Home energy management startup Tendril has gone through a lot of changes over its 14 years, including a near-death experience and a slow-but-steady climb into the top tier of customer engagement and energy intelligence providers for U.S. utilities.
Now the Boulder, Colorado-based company has hit a new milestone for the venture investors who’ve put more than $100 million into it to date: an exit.
On Tuesday, Tendril announced it has secured a majority investment from private equity firm Rubicon Technology Partners, with participation from Morgan Stanley Alternative Investments and Zoma Capital.
Financial terms of the deal were not disclosed, and Tendril CEO Adrian Tuck declined to provide details in an interview. But in broad terms, “this is a significant control investment, and it will be providing a good exit for our existing shareholders” — a list that includes VantagePoint Capital Partners, Good Energies, Appian Ventures, Access Venture Partners, Vista Ventures, RRE Ventures, TIAA-CREF, GDF Suez and SunPower.
Tuesday’s announcement also represents a “fairly seismic sort of change in our structure,” Tuck added. Rubicon specializes in taking ownership stakes in enterprise software-as-a-service companies serving particular industry verticals, and providing them the financial support to expand organically or through acquiring other companies.
Tendril’s turn to private equity for an exit stands in contrast to Opower, which first went public in 2014. Opower was acquired by Oracle for $532 million — about half its IPO price — in 2016.
“Over the last few months, we have, as an executive team, had a whole set of conversations about, do we want to find a home for this business inside another big company, or do we want to continue to run the business,” Tuck said.
"With the right kind of equity partner — one that’s big enough — we could sort of clean up and give our existing investors an exciting exit.” At the same time, “we hope to support what will be an M&A strategy, with lots of opportunities to roll in other businesses in this space," said Tuck.
Tendril got started in 2004 in the field of home energy management devices, landing multiple utility pilots to deploy and manage wirelessly connected in-home displays, smart thermostats and other hardware. But utility pilots failed to grow to larger scale, and the home energy device market has since become commoditized. After restructuring and laying off staff, the company moved away from hardware and into the underlying software to support a broader set of home energy management imperatives for utilities, such as data analytics and customer engagement.
As of today, the Tendril platform is analyzing energy-related data on 123 million U.S. homes, and works with five of the top 10 U.S. utilities. “We’re having the best year in the company’s history for winning new deals,” Tuck said, with about 10 new contracts expected by year’s end.

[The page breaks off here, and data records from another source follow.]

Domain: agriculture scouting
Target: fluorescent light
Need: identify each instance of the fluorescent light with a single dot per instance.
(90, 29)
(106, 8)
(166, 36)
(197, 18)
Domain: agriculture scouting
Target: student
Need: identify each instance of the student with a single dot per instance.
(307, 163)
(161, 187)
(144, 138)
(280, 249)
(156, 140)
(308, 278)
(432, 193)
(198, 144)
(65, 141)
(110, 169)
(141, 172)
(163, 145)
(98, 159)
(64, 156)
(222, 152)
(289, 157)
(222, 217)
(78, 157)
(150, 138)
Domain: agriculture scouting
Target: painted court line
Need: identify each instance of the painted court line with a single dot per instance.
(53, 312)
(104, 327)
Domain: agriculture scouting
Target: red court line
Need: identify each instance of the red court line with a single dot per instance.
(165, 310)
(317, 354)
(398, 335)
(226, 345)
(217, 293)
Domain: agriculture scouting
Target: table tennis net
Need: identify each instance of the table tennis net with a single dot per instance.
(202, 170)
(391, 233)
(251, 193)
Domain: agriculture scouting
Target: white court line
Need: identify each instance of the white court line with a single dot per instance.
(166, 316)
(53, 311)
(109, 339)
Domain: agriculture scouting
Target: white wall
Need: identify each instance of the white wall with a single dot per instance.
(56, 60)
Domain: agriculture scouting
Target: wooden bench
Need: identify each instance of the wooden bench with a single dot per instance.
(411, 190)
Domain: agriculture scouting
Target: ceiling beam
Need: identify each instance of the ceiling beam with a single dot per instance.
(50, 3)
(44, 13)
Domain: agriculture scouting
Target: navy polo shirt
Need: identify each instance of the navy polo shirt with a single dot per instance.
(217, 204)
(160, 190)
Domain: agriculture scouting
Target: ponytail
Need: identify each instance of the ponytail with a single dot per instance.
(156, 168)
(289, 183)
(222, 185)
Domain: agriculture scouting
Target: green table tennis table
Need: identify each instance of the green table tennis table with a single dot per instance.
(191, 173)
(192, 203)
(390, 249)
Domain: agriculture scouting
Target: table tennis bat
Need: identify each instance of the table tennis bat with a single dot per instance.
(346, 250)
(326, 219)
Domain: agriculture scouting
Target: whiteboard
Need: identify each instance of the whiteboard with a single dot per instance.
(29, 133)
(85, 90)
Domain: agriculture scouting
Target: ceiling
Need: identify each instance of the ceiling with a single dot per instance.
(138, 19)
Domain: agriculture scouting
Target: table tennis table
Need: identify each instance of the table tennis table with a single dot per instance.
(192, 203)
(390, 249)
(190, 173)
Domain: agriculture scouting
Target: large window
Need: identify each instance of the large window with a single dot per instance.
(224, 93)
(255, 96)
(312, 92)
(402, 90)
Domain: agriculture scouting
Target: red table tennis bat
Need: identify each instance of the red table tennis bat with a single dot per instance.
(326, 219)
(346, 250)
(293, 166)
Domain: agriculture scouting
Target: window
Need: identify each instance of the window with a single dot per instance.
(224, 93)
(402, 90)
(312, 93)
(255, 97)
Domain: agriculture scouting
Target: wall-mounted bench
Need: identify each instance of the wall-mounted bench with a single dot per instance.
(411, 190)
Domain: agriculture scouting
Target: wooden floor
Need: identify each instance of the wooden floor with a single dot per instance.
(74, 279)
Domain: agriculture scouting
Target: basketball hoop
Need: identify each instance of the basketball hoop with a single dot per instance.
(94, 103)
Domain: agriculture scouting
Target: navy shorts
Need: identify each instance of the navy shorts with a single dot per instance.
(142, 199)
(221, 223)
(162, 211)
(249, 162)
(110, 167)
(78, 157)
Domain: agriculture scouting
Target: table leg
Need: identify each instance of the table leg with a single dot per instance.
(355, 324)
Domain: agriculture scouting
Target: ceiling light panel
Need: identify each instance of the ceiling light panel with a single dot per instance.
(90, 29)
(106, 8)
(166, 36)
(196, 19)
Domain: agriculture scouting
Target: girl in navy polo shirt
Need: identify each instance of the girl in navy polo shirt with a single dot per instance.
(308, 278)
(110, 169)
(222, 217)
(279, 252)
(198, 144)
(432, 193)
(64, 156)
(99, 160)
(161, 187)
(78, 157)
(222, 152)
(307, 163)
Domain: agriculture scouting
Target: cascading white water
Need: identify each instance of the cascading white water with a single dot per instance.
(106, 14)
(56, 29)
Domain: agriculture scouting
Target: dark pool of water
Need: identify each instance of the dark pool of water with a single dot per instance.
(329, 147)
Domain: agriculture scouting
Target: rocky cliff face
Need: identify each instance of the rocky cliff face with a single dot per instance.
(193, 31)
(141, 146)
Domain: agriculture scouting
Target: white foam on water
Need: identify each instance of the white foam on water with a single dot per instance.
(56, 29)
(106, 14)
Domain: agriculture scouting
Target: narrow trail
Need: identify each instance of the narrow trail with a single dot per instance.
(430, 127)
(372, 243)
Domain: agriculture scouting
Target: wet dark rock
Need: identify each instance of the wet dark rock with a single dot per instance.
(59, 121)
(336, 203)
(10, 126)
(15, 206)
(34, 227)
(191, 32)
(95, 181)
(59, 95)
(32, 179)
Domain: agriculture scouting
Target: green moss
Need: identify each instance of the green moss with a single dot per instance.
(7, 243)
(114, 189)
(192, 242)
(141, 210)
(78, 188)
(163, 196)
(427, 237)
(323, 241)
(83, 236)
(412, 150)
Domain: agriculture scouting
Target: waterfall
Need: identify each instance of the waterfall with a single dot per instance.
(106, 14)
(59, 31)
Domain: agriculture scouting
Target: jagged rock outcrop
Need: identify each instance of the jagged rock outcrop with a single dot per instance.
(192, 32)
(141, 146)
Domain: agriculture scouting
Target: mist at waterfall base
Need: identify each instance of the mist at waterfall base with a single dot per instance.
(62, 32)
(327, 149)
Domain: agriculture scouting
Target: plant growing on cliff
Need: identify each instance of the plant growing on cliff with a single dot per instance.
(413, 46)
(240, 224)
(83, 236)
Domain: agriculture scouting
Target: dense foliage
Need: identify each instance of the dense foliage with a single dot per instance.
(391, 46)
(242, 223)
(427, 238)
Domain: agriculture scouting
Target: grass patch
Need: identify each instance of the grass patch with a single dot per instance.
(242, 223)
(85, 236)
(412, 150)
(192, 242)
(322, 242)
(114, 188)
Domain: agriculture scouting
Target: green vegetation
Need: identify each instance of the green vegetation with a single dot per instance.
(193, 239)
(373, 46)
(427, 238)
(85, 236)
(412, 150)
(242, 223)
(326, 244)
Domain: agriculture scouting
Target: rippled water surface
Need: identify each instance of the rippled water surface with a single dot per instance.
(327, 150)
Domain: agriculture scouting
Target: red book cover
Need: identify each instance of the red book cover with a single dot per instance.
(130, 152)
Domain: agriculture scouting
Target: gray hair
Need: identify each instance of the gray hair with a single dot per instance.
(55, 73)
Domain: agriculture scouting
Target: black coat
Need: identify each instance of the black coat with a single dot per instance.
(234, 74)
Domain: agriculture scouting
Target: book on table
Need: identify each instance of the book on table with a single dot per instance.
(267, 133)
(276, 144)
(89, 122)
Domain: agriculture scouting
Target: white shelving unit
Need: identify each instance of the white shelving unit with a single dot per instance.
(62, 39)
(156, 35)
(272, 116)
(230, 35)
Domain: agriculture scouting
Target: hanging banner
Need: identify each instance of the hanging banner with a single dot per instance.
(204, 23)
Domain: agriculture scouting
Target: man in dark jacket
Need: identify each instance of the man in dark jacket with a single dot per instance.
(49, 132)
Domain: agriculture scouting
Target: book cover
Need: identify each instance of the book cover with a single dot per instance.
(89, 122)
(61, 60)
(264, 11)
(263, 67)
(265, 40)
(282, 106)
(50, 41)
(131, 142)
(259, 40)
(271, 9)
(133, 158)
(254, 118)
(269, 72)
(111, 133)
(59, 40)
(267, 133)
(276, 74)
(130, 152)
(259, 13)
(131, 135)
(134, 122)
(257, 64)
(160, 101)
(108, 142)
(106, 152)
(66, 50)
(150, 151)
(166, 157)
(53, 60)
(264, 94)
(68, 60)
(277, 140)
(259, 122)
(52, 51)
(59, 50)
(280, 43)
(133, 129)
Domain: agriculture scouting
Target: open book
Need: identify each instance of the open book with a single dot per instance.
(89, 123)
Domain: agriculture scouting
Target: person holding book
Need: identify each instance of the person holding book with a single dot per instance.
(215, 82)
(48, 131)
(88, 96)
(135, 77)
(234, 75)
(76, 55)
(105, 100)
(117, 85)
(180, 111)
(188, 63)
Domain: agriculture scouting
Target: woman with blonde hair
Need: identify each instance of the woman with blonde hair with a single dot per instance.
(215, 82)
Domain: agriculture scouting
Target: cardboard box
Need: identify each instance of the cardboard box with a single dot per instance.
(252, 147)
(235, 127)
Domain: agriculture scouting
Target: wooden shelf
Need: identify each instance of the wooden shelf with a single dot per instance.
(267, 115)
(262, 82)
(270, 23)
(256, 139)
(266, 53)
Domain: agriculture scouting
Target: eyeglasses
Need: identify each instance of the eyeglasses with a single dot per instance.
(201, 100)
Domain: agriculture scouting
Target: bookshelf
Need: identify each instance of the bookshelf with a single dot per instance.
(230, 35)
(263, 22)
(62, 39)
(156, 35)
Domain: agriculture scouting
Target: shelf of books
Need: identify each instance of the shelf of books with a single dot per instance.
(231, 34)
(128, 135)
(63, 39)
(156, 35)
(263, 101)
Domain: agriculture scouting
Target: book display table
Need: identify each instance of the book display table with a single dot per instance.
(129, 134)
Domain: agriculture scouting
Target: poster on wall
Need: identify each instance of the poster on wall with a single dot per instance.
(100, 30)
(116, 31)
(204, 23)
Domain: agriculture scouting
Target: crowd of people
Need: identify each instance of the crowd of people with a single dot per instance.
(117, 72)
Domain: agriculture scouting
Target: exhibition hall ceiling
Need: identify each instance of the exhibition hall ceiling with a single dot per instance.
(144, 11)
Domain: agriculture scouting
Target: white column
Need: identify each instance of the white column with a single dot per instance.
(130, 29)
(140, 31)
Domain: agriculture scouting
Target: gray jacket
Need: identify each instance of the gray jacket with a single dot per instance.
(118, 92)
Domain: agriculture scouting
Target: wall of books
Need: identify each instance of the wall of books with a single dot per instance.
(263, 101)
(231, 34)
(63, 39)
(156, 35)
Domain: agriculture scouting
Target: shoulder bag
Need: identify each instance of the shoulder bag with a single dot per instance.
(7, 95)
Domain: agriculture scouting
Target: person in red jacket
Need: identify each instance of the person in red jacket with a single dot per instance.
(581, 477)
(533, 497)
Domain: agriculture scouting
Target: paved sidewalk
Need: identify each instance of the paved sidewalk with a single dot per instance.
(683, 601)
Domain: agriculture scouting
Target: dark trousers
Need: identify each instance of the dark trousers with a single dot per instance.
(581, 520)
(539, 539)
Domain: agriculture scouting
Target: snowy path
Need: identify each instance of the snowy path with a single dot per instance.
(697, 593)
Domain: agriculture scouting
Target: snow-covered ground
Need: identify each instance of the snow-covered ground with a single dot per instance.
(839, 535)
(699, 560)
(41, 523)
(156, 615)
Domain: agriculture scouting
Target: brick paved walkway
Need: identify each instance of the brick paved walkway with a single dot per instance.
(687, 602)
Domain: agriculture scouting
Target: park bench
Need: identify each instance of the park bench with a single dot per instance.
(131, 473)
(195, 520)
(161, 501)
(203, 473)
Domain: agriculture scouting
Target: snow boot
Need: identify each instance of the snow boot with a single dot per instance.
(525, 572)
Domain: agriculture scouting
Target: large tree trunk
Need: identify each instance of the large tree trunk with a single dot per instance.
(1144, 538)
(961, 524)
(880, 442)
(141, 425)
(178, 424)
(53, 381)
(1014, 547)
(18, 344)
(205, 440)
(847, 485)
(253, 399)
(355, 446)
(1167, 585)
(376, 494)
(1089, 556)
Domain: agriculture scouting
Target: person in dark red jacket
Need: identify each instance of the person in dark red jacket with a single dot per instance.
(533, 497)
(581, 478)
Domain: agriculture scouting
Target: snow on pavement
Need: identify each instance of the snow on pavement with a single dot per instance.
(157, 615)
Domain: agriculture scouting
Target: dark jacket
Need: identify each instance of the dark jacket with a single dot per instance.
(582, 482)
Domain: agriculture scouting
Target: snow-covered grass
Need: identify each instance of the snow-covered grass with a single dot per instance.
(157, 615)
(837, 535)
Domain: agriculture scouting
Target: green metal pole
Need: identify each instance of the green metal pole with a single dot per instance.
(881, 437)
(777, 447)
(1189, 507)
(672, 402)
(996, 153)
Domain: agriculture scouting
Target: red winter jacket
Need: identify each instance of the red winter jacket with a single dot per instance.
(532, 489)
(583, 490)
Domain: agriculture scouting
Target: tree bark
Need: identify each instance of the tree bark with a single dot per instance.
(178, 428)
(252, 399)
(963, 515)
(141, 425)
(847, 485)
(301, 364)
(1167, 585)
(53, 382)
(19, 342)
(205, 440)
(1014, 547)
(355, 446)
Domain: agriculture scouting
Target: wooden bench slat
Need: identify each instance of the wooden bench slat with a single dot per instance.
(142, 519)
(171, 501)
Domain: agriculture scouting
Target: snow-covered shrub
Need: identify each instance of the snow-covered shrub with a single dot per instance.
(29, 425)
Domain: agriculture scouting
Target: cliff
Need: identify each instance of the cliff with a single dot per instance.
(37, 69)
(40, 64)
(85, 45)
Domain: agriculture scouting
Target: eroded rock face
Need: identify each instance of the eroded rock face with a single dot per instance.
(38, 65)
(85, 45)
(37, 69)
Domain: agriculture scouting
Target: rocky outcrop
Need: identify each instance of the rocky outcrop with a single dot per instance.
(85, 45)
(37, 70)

Steve Carpenter, partner at Rubicon Technology Partners, described Tendril as the leader in a space that includes lots of would-be competitors, but relatively few with significant utility market share. In terms of the company's long run as an independent startup, “they demonstrated staying power, which is highly important — but they’ve also demonstrated the ability to scale with the largest utilities in the country," said Carpenter.
“Utilities like to play with startups and pilot neat things — but in terms of technology, they deploy to solve critical problems; they like to go with proven players,” he said. Carpenter speaks from experience, as the former CEO of Ventyx, a utility software company that successfully turned a string of acquisitions into a $1 billion sale to grid giant ABB in 2010.
Carpenter declined to discuss the terms of the investment, beyond reiterating that Rubicon will be the majority shareholder. “We will be involved at a board level, and to a degree in an operational level. But Adrian and the team run strategy — we’re helping in mapping out the strategy, and how to invest in growth.”
As for the timing of the investment, Carpenter said that after a decade of pilot projects and incremental growth, U.S. utilities are finally starting to put significant attention on the challenge of customer engagement.
As for the kinds of companies that Tendril and Rubicon may be eyeing as acquisition targets: “Certainly I would say this customer engagement space is still highly fragmented in utilities, and there are potentially some interesting M&A opportunities out there,” said Carpenter.
Tuck noted that Tendril would likely look for companies that “do things we don’t do today in our core residential energy management space,” such as billing management, outage management and online marketplaces, as well as companies that offer opportunities beyond that sector.
“Today we only do residential. But our customers are constantly talking to us about small and medium[-sized] businesses, and commercial and industrial.”